My husband was just saying something similar about Arizona [coughing from so much smoke]

/img/vbsmilies/smilies/lol.gif


----------



## kaneohegirlinaz (Apr 24, 2011)

and a big ...

AAA - LO- HAAA!!! 

To you as well Longcolts up in Mesa Arizona, stay cool!!

(wish I was here)


----------



## longcolts (Jan 23, 2011)

chefedb said:


> Here in South Florida its already in the mid ninties. This is a slight bit above average . If it goes into the low 70s here its a cold wave. Sometime I get into my car after its parked outside a while, and its 111. You have to leave door open a while, then get in. If you have leather seats you could burn your legs sometimes if wearing shorts.
> 
> Then again if it were not for Air Conditioning and a Mouse named Mickey there would not be a Florida.


You have it easy! Here in Arizona, temps inside a vehicle can reach as high as 175 degrees. I've actually seen a windshield blown out from the heat inside the car. Oh and I'm a survivor of the hottest day in modern record in the Phoenix area. It was 122 degrees. Balmy weather don't ya think? lol


----------



## chefedb (Apr 3, 2010)

True but we have something you do not . It's called  HUMIDITY and it's murder Arizona is dry heat, we braise you roast.


----------



## chefedb (Apr 3, 2010)

Here is one for everyone.  About 10 years ago we had a food poisening outbreak in a very good seafood rest in West Palm Beach.. About 60 guest were infected after eating on a  Saturday night. No employees were affected?

     .They all ate different things from the menu  Our health dept could not figure it out.. Some of us did.. On every guest table there was a shaker of dry housemade  MOJO spice.  Every night at closing the A/C unit was turned to a higher setting. Moisture therefore condensed inside the shaker getting the spice slightly wet and ideal for mold growth.

     The staff sat at a counter in another section of the place with no mojo on tables when they took their breaks and ate.
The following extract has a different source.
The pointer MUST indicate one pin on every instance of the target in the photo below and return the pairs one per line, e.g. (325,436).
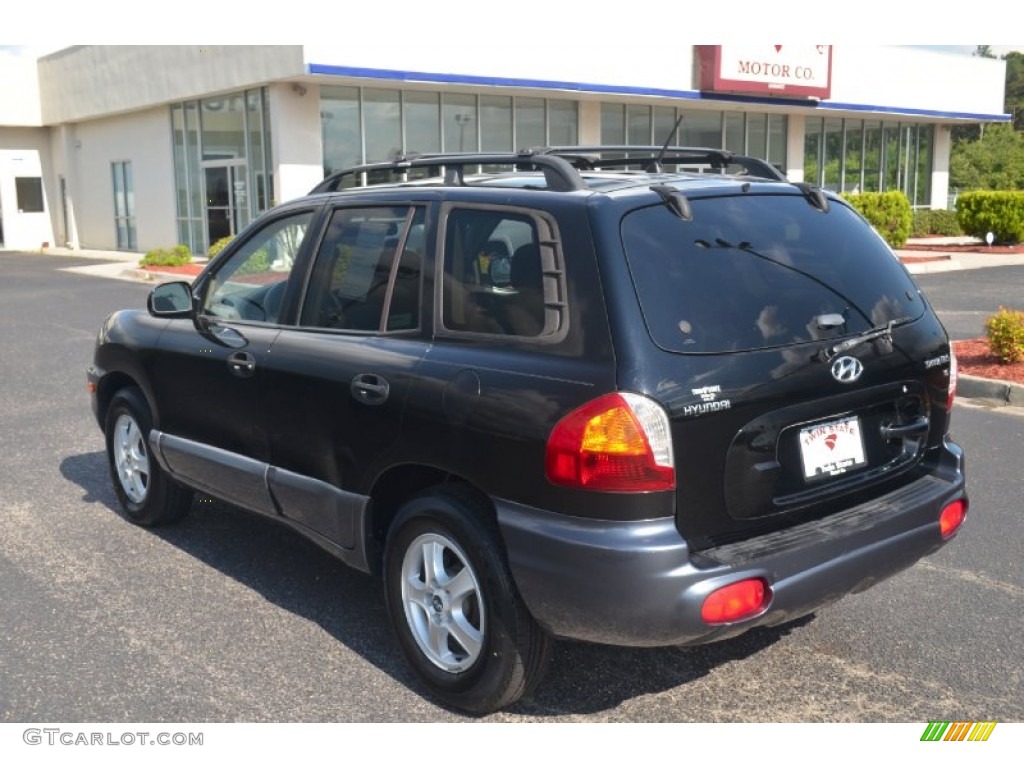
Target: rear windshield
(756,271)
This was cause of violent poisonings with many people in hospital for up to a week ,in particular seniors and kids.

     The place closed and then reopened but was never the same .It finally filed a chapter 11. Just shows you no matter how careful, you can never be to careful. We  had another  one, also years ago at the famous Breakerss Hotel in Palm Beach  which they managed to confine to a small spot in newspapers. Gravlox, which was not done correctly was the culprit,. People were spread out on the lawn, and were affected almost right away, a lot of ambulances


----------



## panini (Jul 28, 2001)

Triple digits today.

Replacing roof from hail storm.

Thank goodness our clay is drying out. Cutting the lawn is less bumpy. You can now push the whole mower down in and out of the cracks.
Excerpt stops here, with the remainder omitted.